Option B (functional data only):
The developer shares the schematic but not the PCB layout. I think this is a reasonable option, though hard to implement for mechanical or optical systems.

Option C (stylistic variation):
The developer maintains a version of the technology which is stylistically enhanced but functionally equivalent to the open source design. This seems reasonable to me for mechanical designs, or for software, where a backend may be open source but a GUI is proprietary.

The Spirit of Open Source

What about me? Do I worry about copy cats? My own take on all this is that it would be wrong for someone else to take my designs and reproduce them for sale exactly as-is. That's just plain theft and not consistent with the spirit of open source. For me, publishing design data has two purposes:

1. To empower the user to truly understand their technology, giving them license to repair and maintain, or to produce the technology for their own use or experimentation without having to pay someone else for it.

2. To provide a springboard for other developers/companies/researchers.

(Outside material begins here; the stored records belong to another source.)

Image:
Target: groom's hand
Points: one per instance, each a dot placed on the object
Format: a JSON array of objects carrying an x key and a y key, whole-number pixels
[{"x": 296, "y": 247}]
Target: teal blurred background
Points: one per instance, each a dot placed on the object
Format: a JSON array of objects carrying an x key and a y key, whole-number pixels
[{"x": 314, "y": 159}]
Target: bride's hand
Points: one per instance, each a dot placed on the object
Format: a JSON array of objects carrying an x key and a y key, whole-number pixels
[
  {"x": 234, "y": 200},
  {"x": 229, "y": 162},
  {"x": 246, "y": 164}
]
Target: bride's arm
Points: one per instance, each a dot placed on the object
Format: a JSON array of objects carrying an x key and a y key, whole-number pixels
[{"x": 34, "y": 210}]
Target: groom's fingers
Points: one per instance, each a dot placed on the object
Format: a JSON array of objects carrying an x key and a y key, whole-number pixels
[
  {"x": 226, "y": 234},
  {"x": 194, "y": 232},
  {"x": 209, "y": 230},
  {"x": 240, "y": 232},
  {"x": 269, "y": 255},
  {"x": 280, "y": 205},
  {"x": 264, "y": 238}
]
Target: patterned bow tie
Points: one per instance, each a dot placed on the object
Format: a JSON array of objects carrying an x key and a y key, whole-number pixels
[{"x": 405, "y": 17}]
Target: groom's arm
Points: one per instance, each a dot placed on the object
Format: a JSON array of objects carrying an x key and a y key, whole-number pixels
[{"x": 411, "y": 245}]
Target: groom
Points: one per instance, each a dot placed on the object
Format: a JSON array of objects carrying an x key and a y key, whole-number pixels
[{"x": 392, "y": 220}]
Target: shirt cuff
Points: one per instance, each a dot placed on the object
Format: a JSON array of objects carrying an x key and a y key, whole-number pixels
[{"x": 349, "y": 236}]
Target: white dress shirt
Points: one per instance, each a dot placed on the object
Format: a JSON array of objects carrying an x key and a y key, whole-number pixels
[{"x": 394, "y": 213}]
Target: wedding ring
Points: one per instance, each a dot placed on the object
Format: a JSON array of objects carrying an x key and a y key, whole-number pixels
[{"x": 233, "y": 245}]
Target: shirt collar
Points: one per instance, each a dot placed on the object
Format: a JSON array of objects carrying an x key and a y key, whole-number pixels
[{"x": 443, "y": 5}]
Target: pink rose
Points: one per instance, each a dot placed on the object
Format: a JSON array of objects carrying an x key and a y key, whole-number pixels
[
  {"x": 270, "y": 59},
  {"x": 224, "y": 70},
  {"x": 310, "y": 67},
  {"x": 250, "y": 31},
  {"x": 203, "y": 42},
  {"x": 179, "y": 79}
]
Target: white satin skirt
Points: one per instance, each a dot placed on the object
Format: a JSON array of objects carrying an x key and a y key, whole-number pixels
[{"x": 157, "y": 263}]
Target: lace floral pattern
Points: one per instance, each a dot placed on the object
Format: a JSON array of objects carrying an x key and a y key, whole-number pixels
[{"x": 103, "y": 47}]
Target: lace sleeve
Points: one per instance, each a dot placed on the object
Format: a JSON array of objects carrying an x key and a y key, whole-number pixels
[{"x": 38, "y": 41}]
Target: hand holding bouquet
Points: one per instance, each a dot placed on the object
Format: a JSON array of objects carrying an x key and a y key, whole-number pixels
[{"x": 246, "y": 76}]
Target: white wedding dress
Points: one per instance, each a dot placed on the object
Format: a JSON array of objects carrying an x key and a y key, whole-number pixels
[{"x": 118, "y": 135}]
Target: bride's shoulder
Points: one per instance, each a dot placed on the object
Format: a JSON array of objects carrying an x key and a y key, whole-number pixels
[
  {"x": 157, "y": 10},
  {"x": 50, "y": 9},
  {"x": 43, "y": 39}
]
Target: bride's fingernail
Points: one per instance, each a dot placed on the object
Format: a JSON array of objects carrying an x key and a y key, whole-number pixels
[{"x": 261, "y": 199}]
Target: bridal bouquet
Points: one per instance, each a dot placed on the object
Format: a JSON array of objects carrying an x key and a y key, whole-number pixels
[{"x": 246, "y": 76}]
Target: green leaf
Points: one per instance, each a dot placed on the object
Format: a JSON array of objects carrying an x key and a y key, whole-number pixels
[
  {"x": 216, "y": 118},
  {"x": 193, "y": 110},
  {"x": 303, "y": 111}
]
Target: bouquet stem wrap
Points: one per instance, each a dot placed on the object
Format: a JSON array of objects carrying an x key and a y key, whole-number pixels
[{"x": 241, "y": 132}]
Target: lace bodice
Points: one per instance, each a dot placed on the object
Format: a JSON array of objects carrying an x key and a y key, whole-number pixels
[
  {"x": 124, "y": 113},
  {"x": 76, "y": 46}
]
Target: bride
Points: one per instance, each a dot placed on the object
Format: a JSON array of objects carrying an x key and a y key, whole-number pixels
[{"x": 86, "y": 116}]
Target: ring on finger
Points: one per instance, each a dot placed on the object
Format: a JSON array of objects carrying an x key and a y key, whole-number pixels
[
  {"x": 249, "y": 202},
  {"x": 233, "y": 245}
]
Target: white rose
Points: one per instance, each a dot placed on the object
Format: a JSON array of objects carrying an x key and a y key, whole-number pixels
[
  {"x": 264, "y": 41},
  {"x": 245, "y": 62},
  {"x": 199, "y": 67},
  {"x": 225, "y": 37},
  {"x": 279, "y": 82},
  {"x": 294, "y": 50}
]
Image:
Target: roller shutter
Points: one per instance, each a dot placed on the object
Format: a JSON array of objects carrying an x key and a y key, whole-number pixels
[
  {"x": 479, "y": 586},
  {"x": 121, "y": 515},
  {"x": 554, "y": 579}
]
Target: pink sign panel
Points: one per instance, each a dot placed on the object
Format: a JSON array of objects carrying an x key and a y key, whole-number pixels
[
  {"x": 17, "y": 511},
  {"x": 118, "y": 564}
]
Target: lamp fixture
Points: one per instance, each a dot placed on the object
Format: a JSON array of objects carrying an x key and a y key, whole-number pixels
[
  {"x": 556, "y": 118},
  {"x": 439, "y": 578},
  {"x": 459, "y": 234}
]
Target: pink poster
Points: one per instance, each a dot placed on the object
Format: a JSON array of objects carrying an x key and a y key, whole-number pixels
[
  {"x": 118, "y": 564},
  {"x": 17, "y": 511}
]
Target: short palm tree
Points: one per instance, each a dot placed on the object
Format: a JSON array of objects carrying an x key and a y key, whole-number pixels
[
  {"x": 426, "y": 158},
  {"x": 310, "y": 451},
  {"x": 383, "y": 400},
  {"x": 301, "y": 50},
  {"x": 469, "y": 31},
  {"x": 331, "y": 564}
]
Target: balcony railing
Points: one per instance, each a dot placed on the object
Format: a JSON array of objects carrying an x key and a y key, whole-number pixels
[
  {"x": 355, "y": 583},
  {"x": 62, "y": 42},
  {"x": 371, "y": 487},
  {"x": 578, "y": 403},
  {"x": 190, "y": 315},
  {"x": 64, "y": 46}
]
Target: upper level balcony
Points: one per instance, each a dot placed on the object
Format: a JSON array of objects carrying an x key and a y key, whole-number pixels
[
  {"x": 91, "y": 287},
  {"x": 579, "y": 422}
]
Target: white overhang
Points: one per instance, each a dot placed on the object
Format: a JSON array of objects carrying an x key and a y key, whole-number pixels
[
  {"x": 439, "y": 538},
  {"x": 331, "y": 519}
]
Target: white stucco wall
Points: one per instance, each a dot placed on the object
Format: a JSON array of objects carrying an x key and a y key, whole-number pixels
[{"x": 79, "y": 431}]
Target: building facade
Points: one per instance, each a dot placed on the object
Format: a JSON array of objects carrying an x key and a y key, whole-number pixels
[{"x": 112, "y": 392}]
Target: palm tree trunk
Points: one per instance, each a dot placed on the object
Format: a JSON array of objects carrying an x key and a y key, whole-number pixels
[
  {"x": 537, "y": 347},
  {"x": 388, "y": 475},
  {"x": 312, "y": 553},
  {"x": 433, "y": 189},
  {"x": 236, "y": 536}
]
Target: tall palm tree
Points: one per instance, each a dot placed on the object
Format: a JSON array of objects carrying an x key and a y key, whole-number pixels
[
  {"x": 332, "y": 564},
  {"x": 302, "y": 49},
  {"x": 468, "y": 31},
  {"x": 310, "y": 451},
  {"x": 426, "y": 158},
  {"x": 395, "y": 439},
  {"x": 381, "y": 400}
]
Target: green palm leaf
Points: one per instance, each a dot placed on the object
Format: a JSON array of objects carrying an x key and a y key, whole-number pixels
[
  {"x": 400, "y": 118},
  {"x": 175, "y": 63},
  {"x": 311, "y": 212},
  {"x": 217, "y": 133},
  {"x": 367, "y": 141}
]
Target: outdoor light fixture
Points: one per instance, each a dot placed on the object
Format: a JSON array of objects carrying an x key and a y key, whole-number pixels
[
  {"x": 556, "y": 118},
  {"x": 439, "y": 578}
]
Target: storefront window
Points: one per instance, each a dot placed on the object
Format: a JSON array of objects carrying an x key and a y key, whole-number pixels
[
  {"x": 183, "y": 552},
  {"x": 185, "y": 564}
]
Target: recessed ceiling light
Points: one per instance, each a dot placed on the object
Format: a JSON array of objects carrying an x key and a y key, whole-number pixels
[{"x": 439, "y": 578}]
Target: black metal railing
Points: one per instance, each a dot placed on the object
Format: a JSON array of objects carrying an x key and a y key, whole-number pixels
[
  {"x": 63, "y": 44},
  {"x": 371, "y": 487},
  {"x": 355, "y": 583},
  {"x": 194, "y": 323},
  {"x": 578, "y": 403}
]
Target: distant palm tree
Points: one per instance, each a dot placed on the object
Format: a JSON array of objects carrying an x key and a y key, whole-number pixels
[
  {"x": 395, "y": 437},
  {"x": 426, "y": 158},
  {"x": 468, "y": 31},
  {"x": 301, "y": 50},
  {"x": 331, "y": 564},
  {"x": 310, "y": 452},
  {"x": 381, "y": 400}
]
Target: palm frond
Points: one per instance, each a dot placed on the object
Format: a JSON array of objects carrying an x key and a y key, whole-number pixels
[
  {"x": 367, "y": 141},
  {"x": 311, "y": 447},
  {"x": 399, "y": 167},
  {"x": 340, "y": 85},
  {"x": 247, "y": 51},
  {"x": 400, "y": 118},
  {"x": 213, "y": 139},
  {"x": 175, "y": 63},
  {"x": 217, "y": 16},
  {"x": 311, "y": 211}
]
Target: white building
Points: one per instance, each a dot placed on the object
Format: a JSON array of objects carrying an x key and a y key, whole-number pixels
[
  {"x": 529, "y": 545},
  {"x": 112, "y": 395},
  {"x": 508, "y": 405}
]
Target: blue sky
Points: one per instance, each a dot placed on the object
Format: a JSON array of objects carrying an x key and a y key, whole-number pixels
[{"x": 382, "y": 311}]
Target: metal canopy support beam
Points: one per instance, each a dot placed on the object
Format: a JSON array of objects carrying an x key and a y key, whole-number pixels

We want to stand on the shoulders of giants and make sure technology only gets better over time. This should result in new and improved products, but which only get released after substantive changes have been made to the open source reference design.

The philosophy I've outlined here would seem to suggest a specific kind of open source license which forbids the outright copying of a design for commercial use, but which encourages copying for R&D or for personal use, or for implementation as a sub-system as part of more complicated technology. I haven't found an open source license that does that, which is surprising to me considering everyone and their mom seems to have written an OS license just for the heck of it. So here's my own rather crude open source license, which applies to all Sky's Edge projects/products:

The Sky's Edge License

But, in releasing open source hardware, for God's sake do it right: If you decide to work up your own product based on an open source reference design, give it a unique name and document it with care.